NOAH K. MURRAY/THE STAR-LEDGER
A plane crash at Monmouth Executive Airport in New Jersey today killed five people. Members of the Wall Township rescue squad set up lights at the scene of a fatal plane crash at Monmouth Executive Airport.
By Star-Ledger Staff
WALL TOWNSHIP -- Five people were killed today in a plane crash at Monmouth Executive Airport in Wall Township when a Cessna 337 Skymaster broke apart near the runway during a low pass and spun out of control before crashing nose first, officials said.
The wreckage was spread across a wide, partially snow-covered debris field that initially hampered the investigation to locate all five of those on board the plane when it crashed shortly before 4 p.m. But by 7:30 p.m., Alison Duquette, spokeswoman for the National Transportation Safety Board said five victims were confirmed.
Capt. Tim Clayton of the Wall Township police says three men, a teenager and a younger child were killed in the crash this afternoon at Monmouth Executive Airport. At least three of the victims were related.
Two of the victims were from New Jersey, three were from elsewhere. Their names were not immediately released.
"My understanding is the plane was flying out of here on its way to New York for sightseeing," Clayton said. He did not know if it was a commercial sightseeing flight.
Witnesses who had been sledding on a hill at the airport said the plane came across the airport low and fast with the landing gear retracted. Wayne Matichuk, 43, of Wall Township, who was among the group sledding, said the plane suddenly pulled up near the runway and a chunk of the plane broke away.
Tthe piece was 6-to-8 feet long, about 3-feet wide, and appeared to be part of the twin tail section of the plane, a Cessna 337 Skymaster.
Matichuk said the plane went upside down before crashing 300 feet from the runway.
"It was so surreal. after it happened, every one of us turned around and said, 'did that really just happen?" said Matichuk.
Matt Giarratano, a chef at Runway 34 restaurant, which is located just off the grounds of airport, said he saw the plane approach the airport, heading south.
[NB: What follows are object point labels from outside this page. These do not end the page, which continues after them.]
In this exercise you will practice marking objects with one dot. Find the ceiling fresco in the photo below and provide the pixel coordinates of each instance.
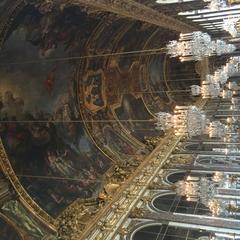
(7, 231)
(71, 123)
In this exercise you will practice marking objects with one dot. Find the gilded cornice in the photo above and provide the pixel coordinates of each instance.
(25, 199)
(136, 11)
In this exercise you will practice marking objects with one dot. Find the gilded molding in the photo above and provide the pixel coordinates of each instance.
(26, 200)
(136, 11)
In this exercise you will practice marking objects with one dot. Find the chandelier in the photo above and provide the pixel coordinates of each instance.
(187, 120)
(229, 25)
(164, 121)
(196, 46)
(217, 129)
(226, 93)
(206, 190)
(210, 88)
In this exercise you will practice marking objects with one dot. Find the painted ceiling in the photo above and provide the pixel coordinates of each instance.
(67, 120)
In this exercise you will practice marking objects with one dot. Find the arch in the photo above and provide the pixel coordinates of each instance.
(173, 177)
(171, 202)
(155, 231)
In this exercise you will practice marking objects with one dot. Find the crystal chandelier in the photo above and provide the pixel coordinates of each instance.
(206, 190)
(187, 120)
(217, 129)
(229, 25)
(196, 90)
(210, 88)
(196, 46)
(226, 93)
(164, 121)
(216, 5)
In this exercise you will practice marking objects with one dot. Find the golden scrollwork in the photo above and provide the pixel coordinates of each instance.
(24, 197)
(137, 213)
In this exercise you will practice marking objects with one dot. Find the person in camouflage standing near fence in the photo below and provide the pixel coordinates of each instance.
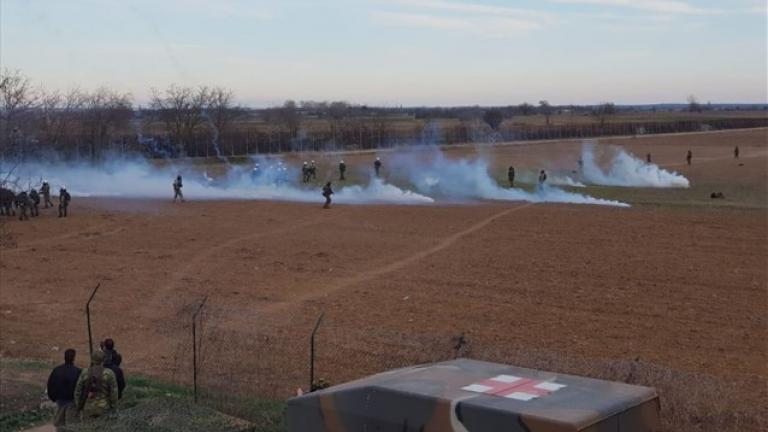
(96, 391)
(45, 190)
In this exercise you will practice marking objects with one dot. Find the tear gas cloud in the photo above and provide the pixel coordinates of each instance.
(627, 170)
(141, 179)
(465, 179)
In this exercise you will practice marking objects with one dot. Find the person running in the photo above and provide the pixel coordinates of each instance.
(177, 185)
(327, 192)
(61, 390)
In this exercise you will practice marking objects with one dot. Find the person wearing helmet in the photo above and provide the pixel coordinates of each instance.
(342, 170)
(24, 204)
(45, 190)
(542, 179)
(64, 199)
(305, 172)
(327, 192)
(96, 391)
(35, 198)
(177, 185)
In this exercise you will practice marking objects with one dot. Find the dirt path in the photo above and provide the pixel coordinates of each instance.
(392, 267)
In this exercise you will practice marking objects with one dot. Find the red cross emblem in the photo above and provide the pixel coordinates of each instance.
(513, 387)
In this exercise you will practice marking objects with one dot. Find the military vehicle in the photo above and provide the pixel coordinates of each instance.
(474, 396)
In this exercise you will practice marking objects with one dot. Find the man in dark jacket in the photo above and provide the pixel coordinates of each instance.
(64, 199)
(61, 389)
(114, 365)
(35, 197)
(327, 192)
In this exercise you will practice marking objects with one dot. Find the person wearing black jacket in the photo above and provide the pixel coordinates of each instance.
(61, 389)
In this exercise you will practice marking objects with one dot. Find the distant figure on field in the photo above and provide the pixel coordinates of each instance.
(177, 185)
(110, 353)
(24, 204)
(342, 169)
(45, 189)
(327, 192)
(542, 179)
(61, 389)
(96, 391)
(35, 198)
(313, 170)
(112, 361)
(64, 199)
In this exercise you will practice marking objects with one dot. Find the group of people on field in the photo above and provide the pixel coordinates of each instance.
(83, 394)
(27, 203)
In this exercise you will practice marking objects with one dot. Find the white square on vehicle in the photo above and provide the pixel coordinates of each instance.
(521, 396)
(506, 378)
(549, 386)
(477, 388)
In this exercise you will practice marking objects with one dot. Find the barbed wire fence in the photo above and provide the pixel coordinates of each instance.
(242, 356)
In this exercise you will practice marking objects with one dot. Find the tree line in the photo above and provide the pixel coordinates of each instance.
(207, 121)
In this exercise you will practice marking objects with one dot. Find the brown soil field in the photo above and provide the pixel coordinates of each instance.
(677, 281)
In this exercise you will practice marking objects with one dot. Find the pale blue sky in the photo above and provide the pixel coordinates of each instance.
(410, 52)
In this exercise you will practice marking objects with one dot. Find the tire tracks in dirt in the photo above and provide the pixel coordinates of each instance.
(391, 267)
(197, 260)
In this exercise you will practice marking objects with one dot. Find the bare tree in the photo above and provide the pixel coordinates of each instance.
(181, 109)
(526, 109)
(58, 116)
(545, 109)
(221, 110)
(17, 98)
(104, 113)
(289, 118)
(494, 118)
(603, 111)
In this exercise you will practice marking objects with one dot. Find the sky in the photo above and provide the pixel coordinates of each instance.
(397, 52)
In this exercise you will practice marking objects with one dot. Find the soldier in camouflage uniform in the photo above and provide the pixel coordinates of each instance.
(64, 199)
(96, 391)
(24, 204)
(35, 197)
(45, 189)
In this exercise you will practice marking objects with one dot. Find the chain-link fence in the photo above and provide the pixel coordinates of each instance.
(242, 355)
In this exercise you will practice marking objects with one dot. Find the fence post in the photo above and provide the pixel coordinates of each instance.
(88, 318)
(194, 347)
(312, 353)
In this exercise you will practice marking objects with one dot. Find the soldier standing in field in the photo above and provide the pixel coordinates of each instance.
(64, 199)
(342, 169)
(96, 391)
(61, 390)
(24, 204)
(177, 185)
(45, 189)
(327, 192)
(542, 179)
(313, 170)
(35, 198)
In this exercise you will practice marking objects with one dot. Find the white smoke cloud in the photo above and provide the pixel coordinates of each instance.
(464, 179)
(627, 170)
(142, 179)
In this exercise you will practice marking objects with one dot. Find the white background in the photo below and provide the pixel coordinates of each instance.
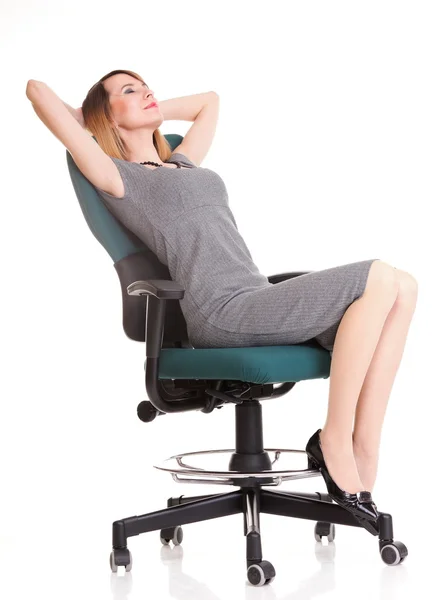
(331, 142)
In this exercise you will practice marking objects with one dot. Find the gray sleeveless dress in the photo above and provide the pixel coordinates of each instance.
(184, 217)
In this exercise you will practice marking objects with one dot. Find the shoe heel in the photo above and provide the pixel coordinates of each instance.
(312, 464)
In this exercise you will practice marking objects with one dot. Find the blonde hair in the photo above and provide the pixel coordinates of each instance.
(97, 115)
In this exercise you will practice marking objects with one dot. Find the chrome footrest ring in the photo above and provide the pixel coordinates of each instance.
(177, 466)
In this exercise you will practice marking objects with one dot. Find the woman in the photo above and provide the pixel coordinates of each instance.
(360, 312)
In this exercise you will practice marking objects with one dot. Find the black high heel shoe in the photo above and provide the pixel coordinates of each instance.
(361, 505)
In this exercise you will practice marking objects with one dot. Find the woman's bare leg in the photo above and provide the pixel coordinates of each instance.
(378, 383)
(356, 340)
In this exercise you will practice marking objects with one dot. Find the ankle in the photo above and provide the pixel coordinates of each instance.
(364, 450)
(332, 439)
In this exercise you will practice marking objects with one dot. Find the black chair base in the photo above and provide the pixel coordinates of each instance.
(250, 502)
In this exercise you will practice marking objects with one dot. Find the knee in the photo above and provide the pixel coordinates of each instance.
(384, 277)
(407, 287)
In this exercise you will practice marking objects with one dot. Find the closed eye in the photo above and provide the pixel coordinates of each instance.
(129, 89)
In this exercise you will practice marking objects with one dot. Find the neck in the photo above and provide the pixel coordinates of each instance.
(139, 145)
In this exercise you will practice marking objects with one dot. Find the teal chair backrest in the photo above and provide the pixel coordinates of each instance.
(117, 240)
(133, 260)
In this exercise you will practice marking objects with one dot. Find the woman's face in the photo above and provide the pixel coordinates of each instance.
(128, 96)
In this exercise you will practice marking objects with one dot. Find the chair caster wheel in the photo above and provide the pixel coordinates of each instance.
(174, 534)
(120, 557)
(393, 553)
(323, 528)
(261, 573)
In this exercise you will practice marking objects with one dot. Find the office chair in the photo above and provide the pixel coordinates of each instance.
(181, 378)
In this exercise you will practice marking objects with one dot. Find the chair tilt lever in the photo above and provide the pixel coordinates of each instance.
(223, 396)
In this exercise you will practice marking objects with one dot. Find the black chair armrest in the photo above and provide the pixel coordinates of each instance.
(160, 290)
(163, 289)
(284, 276)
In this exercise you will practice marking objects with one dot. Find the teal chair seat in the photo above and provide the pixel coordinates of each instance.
(257, 364)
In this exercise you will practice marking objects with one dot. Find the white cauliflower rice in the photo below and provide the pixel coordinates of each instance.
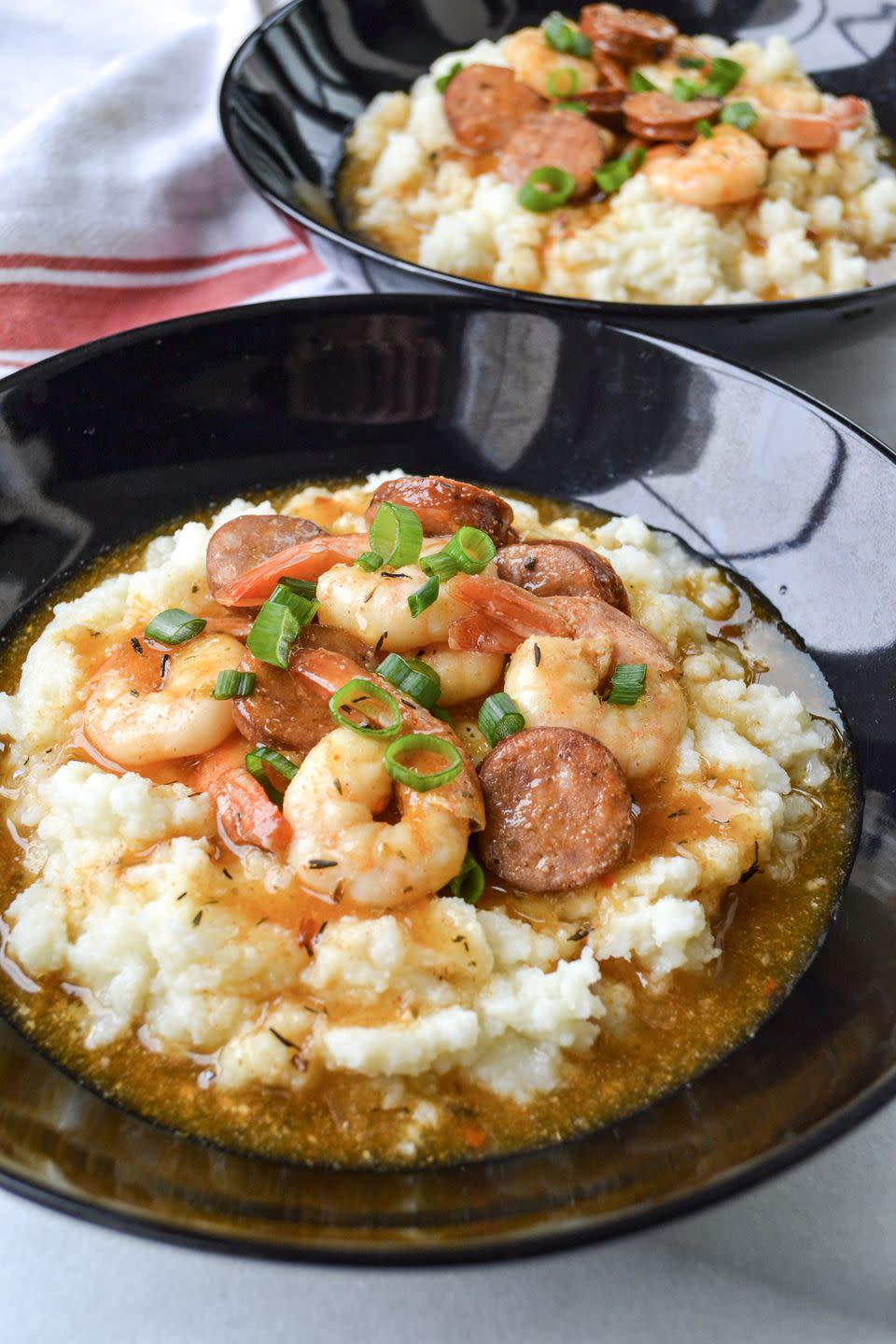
(129, 900)
(812, 230)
Then, he witnessed it crash.
"I saw it coming in fast, and saw it pop back up. It popped back up, then I just didn't see it," he said. "It broke apart. It basically became like a cloud of nothing."
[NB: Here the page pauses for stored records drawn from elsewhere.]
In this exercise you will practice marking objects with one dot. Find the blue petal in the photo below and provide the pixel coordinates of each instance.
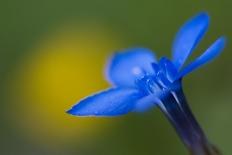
(169, 68)
(112, 102)
(146, 103)
(127, 66)
(188, 37)
(213, 51)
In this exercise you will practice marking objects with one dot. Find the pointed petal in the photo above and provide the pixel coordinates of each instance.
(127, 66)
(212, 52)
(112, 102)
(188, 37)
(146, 103)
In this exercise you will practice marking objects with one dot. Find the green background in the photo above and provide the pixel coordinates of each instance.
(25, 27)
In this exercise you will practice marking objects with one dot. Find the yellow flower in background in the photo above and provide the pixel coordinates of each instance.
(54, 76)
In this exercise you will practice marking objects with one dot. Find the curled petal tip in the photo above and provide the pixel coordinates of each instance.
(188, 37)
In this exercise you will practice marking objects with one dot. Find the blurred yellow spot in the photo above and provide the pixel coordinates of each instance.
(63, 69)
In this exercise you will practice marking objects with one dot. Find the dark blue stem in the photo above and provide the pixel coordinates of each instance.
(176, 109)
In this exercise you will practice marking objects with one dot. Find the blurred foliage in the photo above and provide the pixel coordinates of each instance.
(52, 54)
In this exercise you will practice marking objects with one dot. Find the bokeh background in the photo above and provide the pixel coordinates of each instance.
(52, 54)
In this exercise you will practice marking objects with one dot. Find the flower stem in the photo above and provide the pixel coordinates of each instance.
(176, 109)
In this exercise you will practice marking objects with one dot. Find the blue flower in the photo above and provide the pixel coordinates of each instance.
(140, 82)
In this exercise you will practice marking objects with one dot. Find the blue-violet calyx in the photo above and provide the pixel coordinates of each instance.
(140, 82)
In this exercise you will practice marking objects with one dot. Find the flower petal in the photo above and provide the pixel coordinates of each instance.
(188, 37)
(127, 66)
(146, 103)
(112, 102)
(213, 51)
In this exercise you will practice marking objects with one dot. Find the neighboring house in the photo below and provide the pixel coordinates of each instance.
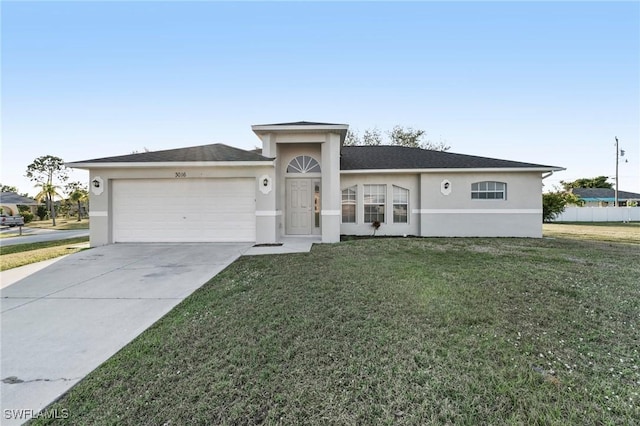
(304, 182)
(602, 197)
(9, 202)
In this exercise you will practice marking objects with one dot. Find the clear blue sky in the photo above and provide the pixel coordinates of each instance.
(549, 82)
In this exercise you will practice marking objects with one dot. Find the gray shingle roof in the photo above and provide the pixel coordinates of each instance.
(213, 152)
(400, 157)
(303, 123)
(604, 193)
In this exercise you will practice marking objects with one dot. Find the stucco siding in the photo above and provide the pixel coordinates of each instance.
(458, 215)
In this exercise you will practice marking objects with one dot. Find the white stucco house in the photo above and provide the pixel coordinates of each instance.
(304, 182)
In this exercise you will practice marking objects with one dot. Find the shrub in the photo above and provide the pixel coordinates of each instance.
(42, 212)
(27, 215)
(553, 203)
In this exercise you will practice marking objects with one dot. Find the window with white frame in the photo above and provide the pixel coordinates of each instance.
(303, 164)
(400, 204)
(349, 205)
(374, 203)
(489, 190)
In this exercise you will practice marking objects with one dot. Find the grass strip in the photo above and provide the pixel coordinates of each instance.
(389, 331)
(25, 254)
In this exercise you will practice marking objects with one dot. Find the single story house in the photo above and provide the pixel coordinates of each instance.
(602, 197)
(304, 182)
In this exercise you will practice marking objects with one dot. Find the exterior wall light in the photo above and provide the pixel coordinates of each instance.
(97, 185)
(445, 187)
(265, 184)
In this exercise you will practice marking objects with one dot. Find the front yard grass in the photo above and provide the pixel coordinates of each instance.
(389, 331)
(62, 224)
(25, 254)
(596, 231)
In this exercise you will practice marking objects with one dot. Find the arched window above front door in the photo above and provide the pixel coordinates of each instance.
(303, 164)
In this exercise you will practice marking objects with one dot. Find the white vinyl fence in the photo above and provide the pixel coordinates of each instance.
(599, 214)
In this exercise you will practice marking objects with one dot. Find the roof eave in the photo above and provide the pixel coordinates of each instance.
(457, 170)
(164, 164)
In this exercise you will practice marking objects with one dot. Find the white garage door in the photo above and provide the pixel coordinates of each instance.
(183, 210)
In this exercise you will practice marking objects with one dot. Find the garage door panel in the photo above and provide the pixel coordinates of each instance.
(184, 210)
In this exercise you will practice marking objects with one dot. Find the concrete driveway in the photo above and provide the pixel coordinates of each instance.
(65, 320)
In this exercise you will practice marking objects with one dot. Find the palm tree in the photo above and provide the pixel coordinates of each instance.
(79, 195)
(48, 191)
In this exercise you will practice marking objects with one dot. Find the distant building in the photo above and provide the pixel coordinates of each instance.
(602, 197)
(9, 202)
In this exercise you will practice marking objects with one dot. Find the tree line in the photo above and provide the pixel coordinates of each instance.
(50, 176)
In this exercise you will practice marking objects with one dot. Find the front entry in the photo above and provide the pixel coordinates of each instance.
(303, 206)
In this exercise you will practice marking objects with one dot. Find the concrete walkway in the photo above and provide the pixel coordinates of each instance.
(62, 318)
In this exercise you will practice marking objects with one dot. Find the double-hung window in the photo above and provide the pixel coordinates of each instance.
(374, 203)
(349, 205)
(489, 190)
(400, 204)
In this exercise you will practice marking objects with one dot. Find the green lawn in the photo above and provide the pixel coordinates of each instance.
(62, 224)
(25, 254)
(390, 331)
(595, 231)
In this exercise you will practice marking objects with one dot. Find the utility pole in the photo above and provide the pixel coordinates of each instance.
(616, 190)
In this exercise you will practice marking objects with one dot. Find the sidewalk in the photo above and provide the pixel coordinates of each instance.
(14, 275)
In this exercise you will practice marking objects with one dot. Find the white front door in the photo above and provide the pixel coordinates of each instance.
(299, 206)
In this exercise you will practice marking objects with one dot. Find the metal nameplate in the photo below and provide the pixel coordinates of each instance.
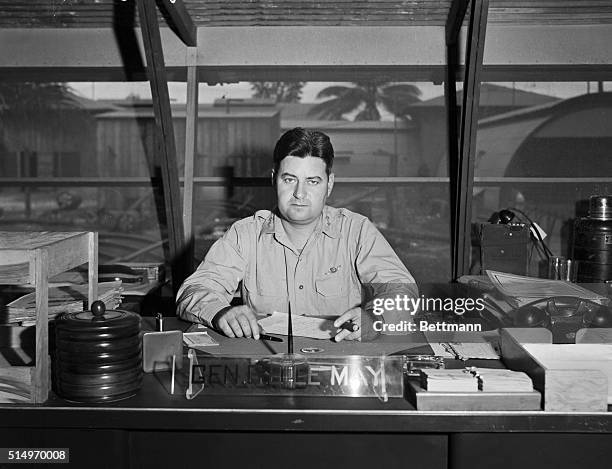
(348, 376)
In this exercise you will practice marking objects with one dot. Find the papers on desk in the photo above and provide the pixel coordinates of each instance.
(464, 350)
(519, 290)
(575, 357)
(198, 339)
(303, 326)
(448, 380)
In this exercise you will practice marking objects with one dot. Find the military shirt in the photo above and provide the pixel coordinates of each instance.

Federal Aviation Administration spokesman Jim Peters said Cessna 337 Skymaster is known in aviation circles as a "Push Me, Pull You" because its twin engines are located in the nose and behind the fuselage.
It was registered to Jack Air LLC, a Wilmington, Del., company. A telephone listing for the company was not immediately available. The FAA registry for the aircraft lists the manufacture date as 1973.